あたしが眠りにつく前に
 帆高は幼馴染であり、友人でありながら保護者的存在でもあった。意地悪を言いながらも、困った時はいつだって助けてくれた。そこに見返りを求められたことは無い。

だからこそ、それはある日突然現われた弟妹に、親の愛情を取られたと感じる幼いお姉ちゃんの心情と同じもの。子どもだな、と呆れてしまう。

 帆高に恋人ができた時は、きっと心にポカッと大きな穴が空くだろう。半身を失ったような深い喪失感がしばらく付きまとうだろう。

それでも自分に課した宣誓と祈願は嘘ではない。イイ子ぶった偽善でも厳重に張り巡らした意地でもない。
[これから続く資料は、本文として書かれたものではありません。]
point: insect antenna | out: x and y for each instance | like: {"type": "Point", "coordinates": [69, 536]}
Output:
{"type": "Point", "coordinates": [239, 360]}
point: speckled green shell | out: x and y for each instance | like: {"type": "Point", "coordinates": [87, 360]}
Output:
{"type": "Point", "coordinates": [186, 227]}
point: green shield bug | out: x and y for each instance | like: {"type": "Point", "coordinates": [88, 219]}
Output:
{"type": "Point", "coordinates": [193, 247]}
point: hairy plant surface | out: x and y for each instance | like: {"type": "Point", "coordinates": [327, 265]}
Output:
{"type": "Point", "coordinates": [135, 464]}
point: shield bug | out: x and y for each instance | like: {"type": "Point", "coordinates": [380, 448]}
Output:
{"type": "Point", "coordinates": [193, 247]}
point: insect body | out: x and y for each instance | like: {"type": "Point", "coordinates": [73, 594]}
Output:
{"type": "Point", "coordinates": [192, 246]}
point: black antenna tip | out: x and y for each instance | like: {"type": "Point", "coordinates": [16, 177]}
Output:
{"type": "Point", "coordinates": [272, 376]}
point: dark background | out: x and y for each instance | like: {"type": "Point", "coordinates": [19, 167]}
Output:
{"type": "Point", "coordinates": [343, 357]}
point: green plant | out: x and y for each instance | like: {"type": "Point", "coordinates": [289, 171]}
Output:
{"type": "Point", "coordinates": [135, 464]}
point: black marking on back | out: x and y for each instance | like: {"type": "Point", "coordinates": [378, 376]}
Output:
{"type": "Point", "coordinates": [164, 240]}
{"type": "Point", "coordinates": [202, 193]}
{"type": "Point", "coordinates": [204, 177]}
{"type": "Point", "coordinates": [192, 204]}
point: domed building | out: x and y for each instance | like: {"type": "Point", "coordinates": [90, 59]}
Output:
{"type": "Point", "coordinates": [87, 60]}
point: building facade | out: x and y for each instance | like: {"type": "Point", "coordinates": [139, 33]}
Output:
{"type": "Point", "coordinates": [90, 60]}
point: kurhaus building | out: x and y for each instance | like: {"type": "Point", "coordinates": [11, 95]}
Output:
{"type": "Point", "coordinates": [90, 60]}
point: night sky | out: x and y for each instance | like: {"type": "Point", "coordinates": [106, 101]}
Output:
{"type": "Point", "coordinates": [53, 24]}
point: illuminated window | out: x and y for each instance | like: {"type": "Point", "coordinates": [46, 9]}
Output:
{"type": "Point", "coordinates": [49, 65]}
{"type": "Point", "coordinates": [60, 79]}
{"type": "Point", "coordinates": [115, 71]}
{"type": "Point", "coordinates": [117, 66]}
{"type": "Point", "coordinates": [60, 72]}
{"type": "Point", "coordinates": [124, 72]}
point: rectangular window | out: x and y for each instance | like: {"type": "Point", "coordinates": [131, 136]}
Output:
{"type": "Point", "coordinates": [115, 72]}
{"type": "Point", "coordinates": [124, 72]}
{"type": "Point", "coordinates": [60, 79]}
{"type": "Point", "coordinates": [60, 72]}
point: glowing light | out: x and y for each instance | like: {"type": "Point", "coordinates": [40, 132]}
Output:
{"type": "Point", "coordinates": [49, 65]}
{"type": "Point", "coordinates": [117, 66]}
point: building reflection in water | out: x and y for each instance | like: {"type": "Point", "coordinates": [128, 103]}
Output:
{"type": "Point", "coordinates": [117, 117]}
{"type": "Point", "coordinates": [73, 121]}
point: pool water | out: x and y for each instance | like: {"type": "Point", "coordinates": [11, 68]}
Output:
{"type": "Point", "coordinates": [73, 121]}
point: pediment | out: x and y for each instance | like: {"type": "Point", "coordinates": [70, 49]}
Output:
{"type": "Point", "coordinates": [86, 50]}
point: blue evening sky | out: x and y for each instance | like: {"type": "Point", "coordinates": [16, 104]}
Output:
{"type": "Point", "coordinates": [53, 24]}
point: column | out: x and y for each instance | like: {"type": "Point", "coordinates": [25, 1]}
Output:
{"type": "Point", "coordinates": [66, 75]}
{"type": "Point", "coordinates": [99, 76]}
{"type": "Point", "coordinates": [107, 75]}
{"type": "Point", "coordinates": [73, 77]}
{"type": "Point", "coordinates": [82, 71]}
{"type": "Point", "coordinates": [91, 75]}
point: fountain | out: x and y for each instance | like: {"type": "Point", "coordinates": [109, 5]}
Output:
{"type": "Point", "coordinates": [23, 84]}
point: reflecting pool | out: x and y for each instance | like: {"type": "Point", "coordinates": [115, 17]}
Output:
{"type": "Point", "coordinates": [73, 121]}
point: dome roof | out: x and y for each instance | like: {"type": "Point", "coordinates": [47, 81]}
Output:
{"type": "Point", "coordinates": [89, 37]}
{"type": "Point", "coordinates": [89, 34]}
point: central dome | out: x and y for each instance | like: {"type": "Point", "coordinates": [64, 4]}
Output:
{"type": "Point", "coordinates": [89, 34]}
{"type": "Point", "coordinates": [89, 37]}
 ただ親友として純粋に、帆高の幸せを願っている。幸せになってくれれば、それだけでいい。

 ピピピピピッ

 けたたましいアラーム音が珠結のセンチメンタルに否応無く割り込んできた。

「あ、残り15分か。てなわけで、予定変更して3倍速で。じゃあ、頑張れ」

「ええぇ!? このタイムロスの原因は帆高が持ち出したんでしょ!!? 何平然と放り投げてくれてんのよおぉぉ!!!」

 珠結の悲鳴にも近い叫びを介せず、帆高は教卓に歩を向けた。数歩行った所で振り返る。

「ほら、吠えてる暇があったら1問解けるだろ。Time and tide wait for no man.And,Time flies like an arrow.」

 やけに発音のいい英語にポカンとしていると、帆高の瞳が珠結を射すくめる。すぐに我に返ってシャープペンシルを握り直す。

何とか聞き取れたTimeは2回も持ち出され、どうせ「時間が勿体ないから、とっととやれ」の意味合いだろう。タイムイズマネーしか言えない自分への厭味に他ならない。

 地獄に堕ちろ、薄情の罪で閻魔様に舌を抜かれてしまえ。いや、あの刑罰は嘘つき限定だったか。ちくしょう。

という呪詛を実際に唱える島も無く、珠結は頭の中を勉強モードに切り替えるため周囲の音という音を完全にシャットアウトした。